Present: The Honorable
Date
October 18, 2017
PERCY ANDERSON, UNITED STATES DISTRICT JUDGE
Kamilla Sali-Suleyman
Not Reported
N/A
Deputy Clerk
Court Reporter
Tape No.
Attorneys Present for Plaintiffs:
Attorneys Present for Defendants:
None
None
Proceedings:
IN CHAMBERS - COURT ORDER
The parties have not filed the Joint Scheduling Report required by Federal Rule of Civil
Procedure 26(f), Local Rule 26, and the Court’s Order Scheduling Meeting of Counsel and Setting
Scheduling Conference dated August 28, 2017 (“Order Setting Scheduling Conference,” Docket No. 25).
The Order Setting Scheduling Conference warns: “The failure to submit a joint report in advance of the
Scheduling Conference or the failure to attend the Scheduling Conference may result in the dismissal of
the action, striking the answer and entering a default, and/or the imposition of sanctions.” (Id. at 3.) On
September 11, 2017, the parties filed a Joint Notice re: Status of Settlement and Dismissal in which the
parties stated that they had reached a full settlement. (Docket No. 28.) The parties indicated that they
would file a dismissal of this action within 30 days (id. at 1-2), but to date they have failed to do so.

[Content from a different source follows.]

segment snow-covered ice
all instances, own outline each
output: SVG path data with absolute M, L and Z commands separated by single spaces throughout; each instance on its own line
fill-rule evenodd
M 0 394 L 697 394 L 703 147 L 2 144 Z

Additionally, having received notification that the case had settled, the Court issued an Order on August
30, 2017, stating that the parties had 10 days to file a dismissal of the action. (Docket No. 27.) The
Court’s Order stated that “[i]f the parties do not dismiss the action or do not place the settlement on the
record, the matter will remain on the Court’s active trial calendar with all pretrial and trial dates in
effect.” (Id.)
Federal Rule of Civil Procedure 41(b) provides that a defendant may move for dismissal of an
action “[i]f the plaintiff fails to prosecute or to comply with these rules or a court order.” Although
Rule 41(b) provides for dismissal on the motion of the defendant, the Court can also dismiss an action
sua sponte pursuant to Rule 41(b). See Link v. Wabash R.R. Co., 370 U.S. 626, 629-30, 82 S. Ct. 1386,
8 L. Ed. 2d 734 (1962); see also Alexander v. Pac. Mar. Ass’n, 434 F.2d 281, 283-84 (9th Cir. 1970).

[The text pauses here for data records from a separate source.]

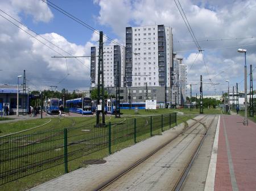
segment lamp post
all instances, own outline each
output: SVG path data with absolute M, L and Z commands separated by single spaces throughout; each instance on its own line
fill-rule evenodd
M 18 76 L 18 88 L 17 88 L 17 110 L 16 110 L 16 115 L 19 116 L 19 79 L 22 76 Z
M 240 53 L 245 53 L 245 118 L 243 125 L 248 126 L 248 119 L 247 118 L 247 67 L 246 67 L 246 50 L 240 48 L 237 50 Z
M 228 106 L 229 107 L 228 113 L 230 113 L 230 103 L 229 101 L 229 80 L 226 80 L 226 82 L 228 82 Z

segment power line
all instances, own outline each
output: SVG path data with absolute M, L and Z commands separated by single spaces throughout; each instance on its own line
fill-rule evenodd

The permissive language of Rule 41—that defendant “may” move for dismissal—does not limit the
Court’s ability to dismiss sua sponte if the defendant makes no motion for dismissal. Link, 370 U.S. at
630, 82 S. Ct. 1386, 8 L. Ed. 2d 734. The Court has the inherent power to achieve the orderly and
expeditious disposition of cases by dismissing actions pursuant to Rule 41(b) with prejudice for failure
to prosecute or for failure to comply with a court order. See id. at 629-30, 82 S. Ct. 1386, 8 L. Ed. 2d
734 (dismissal for failure to prosecute); Ferdik v. Bonzelet, 963 F.2d 1258, 1260 (9th Cir. 1992) (same);
Yourish v. Cal. Amplifier, 191 F.3d 983, 987 (9th Cir. 1999) (dismissal for failure to comply with court
order).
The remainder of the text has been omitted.